Saturday, October 17, 2009

IIMs jittery on foreign competition

New Delhi, Oct. 16: The IIMs have for the first time expressed concerns over government plans to allow foreign universities into India, arguing that existing regulations may hurt their ability to compete — even as they themselves eye campuses abroad.

India’s premier business schools today told HRD minister Kapil Sibal that they were concerned about losing some of their best teachers and students to foreign universities, top institute officials said.

“We are concerned that foreign universities may eat into our faculty and student pool,” IIM Ahmedabad director Samir Barua said after the meeting between the directors and the minister.

Sibal said the government would ensure a “level playing field”.

But the concerns voiced by the IIM directors are shared by several faculty members at the IITs too, with the institutes arguing that government restrictions may leave them unable to beat any challenge foreign universities may pose.

The fears — expressed through emails between senior professors across the IITs and IIMs since August — revolve around the perceived inability to compete with faculty remuneration that foreign institutions may offer.

The loss of their best teachers could slowly start influencing the brightest students into choosing private or foreign institutions over the IITs and the IIMs, the emails argue.

The government determines the basic salaries of all faculty at the IITs and the IIMs, though the boards of governors of individual institutes can offer additional incentives. Salary scales were raised recently after 10 years.

The faculty of both the IITs and the IIMs are allowed to earn additionally through consultancy they can offer to private companies — a part of the earning has to be contributed to the institute.

At neither the IITs nor the IIMs do fresh PhDs joining the faculty win themselves consultancy projects. “Companies prefer established excellence over rookie brilliance,” an IIT Delhi professor said.

But it is in attracting young PhD holders into the faculty that the IITs and the IIMs face their biggest challenge, with the institutes suffering potentially crippling teacher shortages.
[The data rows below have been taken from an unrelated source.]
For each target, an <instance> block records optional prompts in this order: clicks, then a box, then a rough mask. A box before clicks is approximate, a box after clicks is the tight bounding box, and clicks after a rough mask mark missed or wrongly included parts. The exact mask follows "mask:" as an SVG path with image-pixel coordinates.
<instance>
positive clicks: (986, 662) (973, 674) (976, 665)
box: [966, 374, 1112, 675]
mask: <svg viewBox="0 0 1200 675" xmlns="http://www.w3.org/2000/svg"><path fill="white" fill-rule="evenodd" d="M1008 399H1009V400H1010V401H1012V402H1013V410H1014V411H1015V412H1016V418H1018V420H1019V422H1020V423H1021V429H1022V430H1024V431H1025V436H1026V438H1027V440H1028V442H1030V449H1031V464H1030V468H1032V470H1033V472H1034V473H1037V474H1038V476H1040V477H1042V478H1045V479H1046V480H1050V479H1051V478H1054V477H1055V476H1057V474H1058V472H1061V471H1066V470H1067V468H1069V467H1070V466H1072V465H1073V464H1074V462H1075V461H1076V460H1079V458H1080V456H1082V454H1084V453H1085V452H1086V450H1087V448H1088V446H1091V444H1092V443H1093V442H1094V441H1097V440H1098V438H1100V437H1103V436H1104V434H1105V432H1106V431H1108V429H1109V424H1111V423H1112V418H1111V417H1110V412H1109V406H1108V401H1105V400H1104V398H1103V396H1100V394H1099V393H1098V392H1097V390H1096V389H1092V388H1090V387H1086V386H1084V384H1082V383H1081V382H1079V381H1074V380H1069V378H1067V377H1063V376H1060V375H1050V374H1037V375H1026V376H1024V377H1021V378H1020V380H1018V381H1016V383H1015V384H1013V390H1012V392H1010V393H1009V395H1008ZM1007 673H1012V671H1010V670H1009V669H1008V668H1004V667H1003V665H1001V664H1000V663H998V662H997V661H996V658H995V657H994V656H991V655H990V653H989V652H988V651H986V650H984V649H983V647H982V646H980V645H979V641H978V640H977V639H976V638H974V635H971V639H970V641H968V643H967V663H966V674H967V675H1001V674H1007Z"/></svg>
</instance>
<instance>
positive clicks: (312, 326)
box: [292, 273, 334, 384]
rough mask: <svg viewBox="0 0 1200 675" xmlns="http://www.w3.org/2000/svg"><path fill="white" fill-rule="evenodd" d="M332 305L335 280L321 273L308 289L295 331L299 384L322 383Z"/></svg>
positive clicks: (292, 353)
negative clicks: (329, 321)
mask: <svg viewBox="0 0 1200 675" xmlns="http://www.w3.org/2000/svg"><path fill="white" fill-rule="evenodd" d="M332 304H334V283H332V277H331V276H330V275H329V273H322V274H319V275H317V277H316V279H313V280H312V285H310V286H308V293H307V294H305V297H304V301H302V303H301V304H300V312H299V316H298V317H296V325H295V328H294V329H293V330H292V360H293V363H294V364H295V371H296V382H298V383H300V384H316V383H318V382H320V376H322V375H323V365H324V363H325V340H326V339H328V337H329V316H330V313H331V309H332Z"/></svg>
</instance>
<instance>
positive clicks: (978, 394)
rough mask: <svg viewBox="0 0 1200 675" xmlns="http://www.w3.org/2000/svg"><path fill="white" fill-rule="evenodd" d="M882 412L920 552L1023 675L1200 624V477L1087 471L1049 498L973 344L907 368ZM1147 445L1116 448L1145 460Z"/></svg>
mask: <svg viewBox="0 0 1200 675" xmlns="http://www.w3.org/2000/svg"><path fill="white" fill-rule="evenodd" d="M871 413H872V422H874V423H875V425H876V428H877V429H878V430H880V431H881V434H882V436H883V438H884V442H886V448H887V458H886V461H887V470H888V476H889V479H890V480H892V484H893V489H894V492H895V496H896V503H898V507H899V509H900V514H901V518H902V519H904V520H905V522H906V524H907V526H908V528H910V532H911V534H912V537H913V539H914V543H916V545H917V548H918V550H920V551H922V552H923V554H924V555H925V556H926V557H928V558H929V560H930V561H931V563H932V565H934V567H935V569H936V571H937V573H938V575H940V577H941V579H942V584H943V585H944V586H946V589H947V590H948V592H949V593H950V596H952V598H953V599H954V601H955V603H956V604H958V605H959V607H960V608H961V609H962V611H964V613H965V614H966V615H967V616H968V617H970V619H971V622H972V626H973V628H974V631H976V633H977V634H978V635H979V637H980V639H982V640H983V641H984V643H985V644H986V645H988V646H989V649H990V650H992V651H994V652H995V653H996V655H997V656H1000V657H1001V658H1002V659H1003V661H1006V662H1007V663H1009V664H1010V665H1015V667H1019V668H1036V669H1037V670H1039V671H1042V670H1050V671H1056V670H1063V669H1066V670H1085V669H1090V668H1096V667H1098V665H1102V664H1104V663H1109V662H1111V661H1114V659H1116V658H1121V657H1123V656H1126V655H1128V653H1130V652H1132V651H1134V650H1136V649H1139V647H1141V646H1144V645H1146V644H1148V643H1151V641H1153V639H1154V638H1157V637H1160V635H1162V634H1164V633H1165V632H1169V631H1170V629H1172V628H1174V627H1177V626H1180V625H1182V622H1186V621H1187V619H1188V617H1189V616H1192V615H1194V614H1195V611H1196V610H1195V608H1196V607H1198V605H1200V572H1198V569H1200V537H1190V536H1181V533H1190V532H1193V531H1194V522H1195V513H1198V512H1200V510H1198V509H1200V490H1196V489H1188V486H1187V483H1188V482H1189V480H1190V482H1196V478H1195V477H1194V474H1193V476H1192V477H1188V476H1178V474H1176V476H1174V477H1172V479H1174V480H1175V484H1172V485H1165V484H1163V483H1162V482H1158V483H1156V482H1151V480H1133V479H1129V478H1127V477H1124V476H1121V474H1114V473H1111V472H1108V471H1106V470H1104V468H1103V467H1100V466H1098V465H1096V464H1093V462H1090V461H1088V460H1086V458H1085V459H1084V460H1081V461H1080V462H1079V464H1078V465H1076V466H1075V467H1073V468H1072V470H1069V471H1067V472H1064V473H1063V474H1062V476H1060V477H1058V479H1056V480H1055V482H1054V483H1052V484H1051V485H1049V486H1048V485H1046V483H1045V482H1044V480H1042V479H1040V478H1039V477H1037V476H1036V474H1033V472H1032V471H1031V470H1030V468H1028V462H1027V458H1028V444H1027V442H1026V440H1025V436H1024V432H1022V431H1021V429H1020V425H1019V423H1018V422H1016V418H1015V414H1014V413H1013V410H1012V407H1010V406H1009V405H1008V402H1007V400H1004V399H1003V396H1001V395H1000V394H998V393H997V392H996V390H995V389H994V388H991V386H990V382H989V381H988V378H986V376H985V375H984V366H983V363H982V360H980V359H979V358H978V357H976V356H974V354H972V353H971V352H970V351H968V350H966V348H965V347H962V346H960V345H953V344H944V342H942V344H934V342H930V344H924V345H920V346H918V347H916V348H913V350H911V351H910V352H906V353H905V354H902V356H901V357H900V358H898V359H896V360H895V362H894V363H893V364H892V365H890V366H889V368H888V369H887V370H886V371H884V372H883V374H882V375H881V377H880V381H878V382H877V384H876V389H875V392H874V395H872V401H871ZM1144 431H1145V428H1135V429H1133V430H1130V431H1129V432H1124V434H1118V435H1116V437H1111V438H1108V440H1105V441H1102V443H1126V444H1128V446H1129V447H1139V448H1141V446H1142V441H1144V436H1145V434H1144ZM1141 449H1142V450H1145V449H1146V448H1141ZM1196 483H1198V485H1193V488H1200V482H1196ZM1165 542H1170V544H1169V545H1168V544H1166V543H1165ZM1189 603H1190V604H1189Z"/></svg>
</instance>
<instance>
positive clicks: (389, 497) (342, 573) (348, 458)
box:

The IIMs already face tough competition in India from the privately run Indian School of Business (ISB), supported by both the Kellogg and Wharton business schools. A senior IIM Calcutta professor recalled a recent instance when the institute wanted to hire one of their brightest students after his PhD. “We were desperate to hire him, he was that good. But ISB made him an offer which he could not refuse.”

Like their counterparts such as Cambridge and Oxford in the UK, American public universities are run from an endowment fund that consists of government support, donations from alumni and philanthropists, and earnings through industry collaboration.

In contrast, private universities, including the Ivy League institutions and top B-schools such as Kellogg and Wharton, do not seek any government support and finance themselves completely. But top public universities such as the University of California try and ensure that at no stage are their teacher salaries far below the highest pay offered by a private university in that state.

The concerns over foreign universities were ironically raised on a day when Sibal announced that he was “in principle” not averse to allowing the IIMs to set up campuses abroad.

“I have asked the IIMs to prepare a roadmap for how they plan to set up foreign campuses,” Sibal said.